Un pincement désagréable étreint ma poitrine.
Je suis jaloux ? Je voudrais stopper ce moment de tendresse. Je me tourne vers Philippe . Lui aussi se tend, les lèvres pincées, les yeux figés. Samuel est prêt à mordre.

Cindy fait diversion en posant un des paniers de mama sur la table. On fait cercle autour d’elle.
Dandy et Mick reviennent l’un vers l’ autre. Épaule contre épaule, avec ce curieux contact , tempe contre tempe.
– A la demande de Mr Philippe, livraison des fameuses crèmes zizi de la plus grande sorcière du Rwanda.
Mick sursaute, se tourne vers Toussaint.
– Tu es rwandais ? Tu es un réfugié ?
Toussaint hoche la tête.
Les bras de Mick se crispent autour de sa poitrine.
La Grande questionne.
– Tu as fait le Rwanda ?
La bouche se crispe.
– Les massacres ?
Il frotte son visage . Philippe l’ étreint. Il se laisse aller, sa tête contre son épaule.
Un ange passe.
J’ aimerai tant avoir le même amour qu’eux.

La Grande, impatiente, faufile sa main dans le cabas.
Cindy lui donne une tape,
– Chacun son tour.
– On fait quoi avec ?
Cindy, toujours aussi grossière, mime une masturbation.
Toussaint explique.
– Un truc d’hygiène… pour finir la toilette, garder nos verges bien propres, les protéger contre les saletés et autres mauvais sorts.

Les petites boîtes de bois décorées sortent une à une du panier.
Nous avons chacune la nôtre. On la rend à mama quand elles sont vides. Elles sont de retour, pleines, le lendemain.
Toussaint en a perdu une. Mama le lui reproche encore.

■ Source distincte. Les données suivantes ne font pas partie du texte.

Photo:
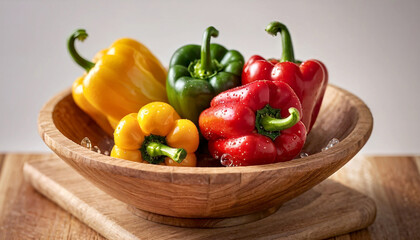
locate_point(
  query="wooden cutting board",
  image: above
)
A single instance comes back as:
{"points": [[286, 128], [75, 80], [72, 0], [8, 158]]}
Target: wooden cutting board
{"points": [[327, 210]]}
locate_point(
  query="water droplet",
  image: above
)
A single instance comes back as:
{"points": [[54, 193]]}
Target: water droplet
{"points": [[86, 143], [226, 160]]}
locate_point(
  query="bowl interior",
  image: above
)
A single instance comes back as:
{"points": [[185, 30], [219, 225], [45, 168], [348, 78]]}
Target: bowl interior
{"points": [[209, 191]]}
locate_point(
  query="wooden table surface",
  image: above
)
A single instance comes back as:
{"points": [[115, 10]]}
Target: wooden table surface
{"points": [[392, 181]]}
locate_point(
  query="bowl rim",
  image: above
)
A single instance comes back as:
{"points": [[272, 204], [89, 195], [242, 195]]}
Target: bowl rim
{"points": [[61, 145]]}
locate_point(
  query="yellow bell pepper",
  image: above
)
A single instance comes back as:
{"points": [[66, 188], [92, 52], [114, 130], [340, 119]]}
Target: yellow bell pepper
{"points": [[157, 135], [121, 80]]}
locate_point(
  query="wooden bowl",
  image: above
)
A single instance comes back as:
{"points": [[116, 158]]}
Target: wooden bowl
{"points": [[163, 193]]}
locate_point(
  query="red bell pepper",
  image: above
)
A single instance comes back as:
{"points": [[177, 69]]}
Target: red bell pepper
{"points": [[258, 123], [308, 79]]}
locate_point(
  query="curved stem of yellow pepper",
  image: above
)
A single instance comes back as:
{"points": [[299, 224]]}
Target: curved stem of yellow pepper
{"points": [[158, 149], [80, 35]]}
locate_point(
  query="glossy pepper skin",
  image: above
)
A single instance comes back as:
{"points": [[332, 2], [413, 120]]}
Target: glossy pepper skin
{"points": [[156, 135], [121, 80], [309, 79], [258, 123], [198, 73]]}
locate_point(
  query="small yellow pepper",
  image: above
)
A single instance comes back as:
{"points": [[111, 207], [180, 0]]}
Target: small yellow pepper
{"points": [[119, 81], [157, 135]]}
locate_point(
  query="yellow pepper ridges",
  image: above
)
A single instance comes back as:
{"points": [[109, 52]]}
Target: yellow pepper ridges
{"points": [[120, 80], [80, 100], [156, 121]]}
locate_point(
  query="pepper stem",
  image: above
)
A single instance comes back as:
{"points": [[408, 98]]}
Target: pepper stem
{"points": [[155, 149], [276, 27], [206, 62], [276, 124], [80, 35]]}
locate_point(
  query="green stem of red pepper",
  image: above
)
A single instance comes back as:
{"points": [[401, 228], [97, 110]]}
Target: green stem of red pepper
{"points": [[276, 27], [276, 124], [80, 35], [206, 67], [269, 123], [155, 149]]}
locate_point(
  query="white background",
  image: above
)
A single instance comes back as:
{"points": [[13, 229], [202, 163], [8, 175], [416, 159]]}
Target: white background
{"points": [[371, 48]]}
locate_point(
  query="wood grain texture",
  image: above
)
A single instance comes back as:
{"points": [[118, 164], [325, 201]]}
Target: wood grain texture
{"points": [[327, 210], [36, 218], [207, 192], [26, 214], [394, 183]]}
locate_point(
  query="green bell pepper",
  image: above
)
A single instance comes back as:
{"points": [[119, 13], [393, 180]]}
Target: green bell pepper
{"points": [[198, 73]]}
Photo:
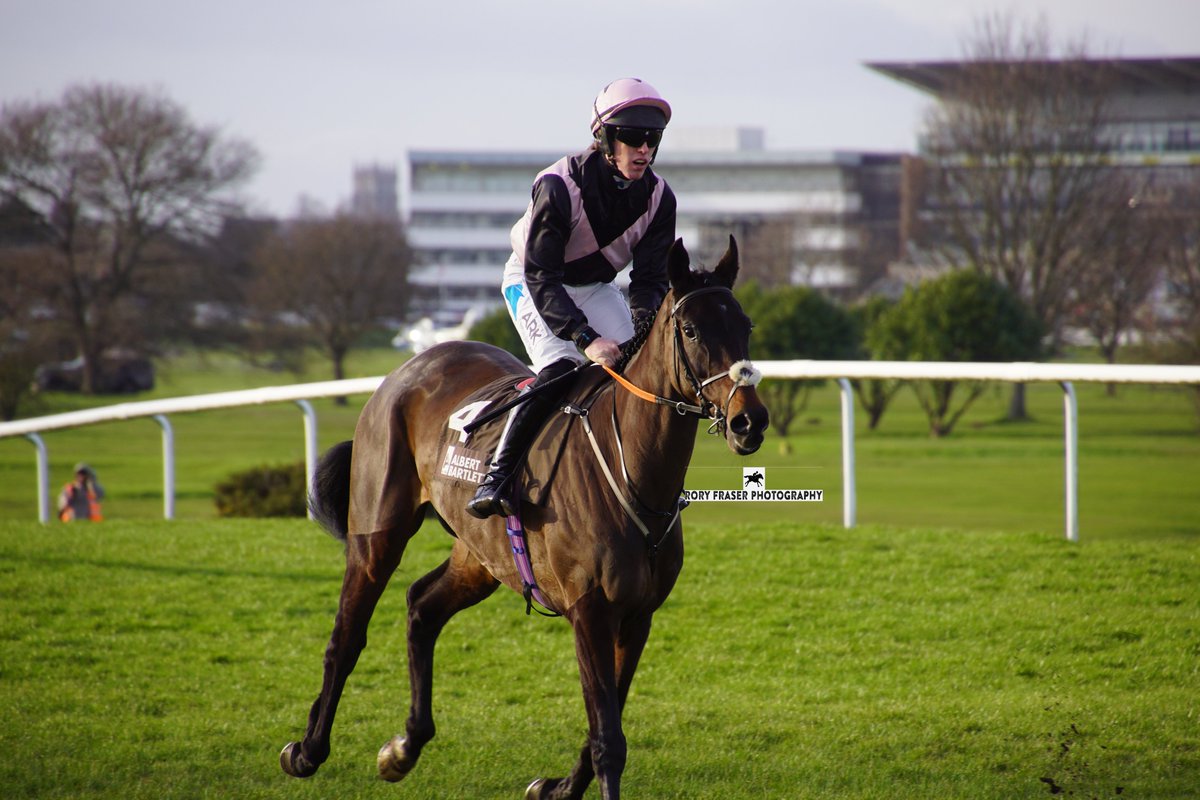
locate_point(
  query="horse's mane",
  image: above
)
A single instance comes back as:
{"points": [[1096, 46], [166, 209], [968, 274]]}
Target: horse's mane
{"points": [[641, 332]]}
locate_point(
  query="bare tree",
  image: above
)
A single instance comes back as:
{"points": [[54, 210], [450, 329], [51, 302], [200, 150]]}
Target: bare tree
{"points": [[1181, 229], [119, 176], [1019, 157], [24, 341], [330, 281], [1110, 293]]}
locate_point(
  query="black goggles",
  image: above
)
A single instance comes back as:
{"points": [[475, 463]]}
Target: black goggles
{"points": [[637, 137]]}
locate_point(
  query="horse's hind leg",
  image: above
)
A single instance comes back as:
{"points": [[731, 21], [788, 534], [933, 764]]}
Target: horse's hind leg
{"points": [[459, 583], [370, 561]]}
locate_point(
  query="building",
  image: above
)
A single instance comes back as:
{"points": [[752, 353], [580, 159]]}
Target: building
{"points": [[1151, 121], [823, 218], [375, 194]]}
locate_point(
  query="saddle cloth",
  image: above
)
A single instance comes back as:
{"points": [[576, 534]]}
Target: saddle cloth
{"points": [[465, 457]]}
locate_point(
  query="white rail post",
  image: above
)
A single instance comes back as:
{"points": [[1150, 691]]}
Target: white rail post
{"points": [[1071, 432], [168, 467], [43, 479], [850, 497], [310, 445]]}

Celle de Mick laisse sortir une odeur puissante de cuir, de pierre alors que celle de Philippe embaume la rose musquée.
Du vétiver pour Paul. Monique renifle, sourit, approuve.
Quasiment inodore pour Nathan. J’ en prélève un peu, frotte dans les poils de son bras. Je retrouve presque l’ odeur de prairie de Toussaint. J’ arrête mon geste, il semble gêné.
Pour La Grande une explosion d’épices orientales sur fond de patchouli.
Pour Matt, deux boîtes, liées ensemble par deux rubans. Un bleu ,un rose.
L’ une contient un délicat parfum de jasmin , de clémentines, de fleurs d’oranger.
L’ autre masculine évoque un bois de chêne, l’odeur du vent d’hiver quand il va neiger.
Cindy a lu le nom : pour l’homme-femme.

Catherine c’est dressé, protecteur.
Le regard de Matt se trouble en reniflant les deux parfums.
Il ferme les yeux, prend une inspiration profonde.
Il desserre sa cravate. Retire son éternelle veste.
Sous la fine chemise blanche, on aperçoit l’ombre d’un marcel très serré.
Il commence à effleurer un bouton.
– Matt…
Je n’ ai jamais vu La Grande aussi inquiète.
Il continu, fini en relevant l’ étroit marcel.
Deux minuscules seins jaillissent, un peu fripés par la contention.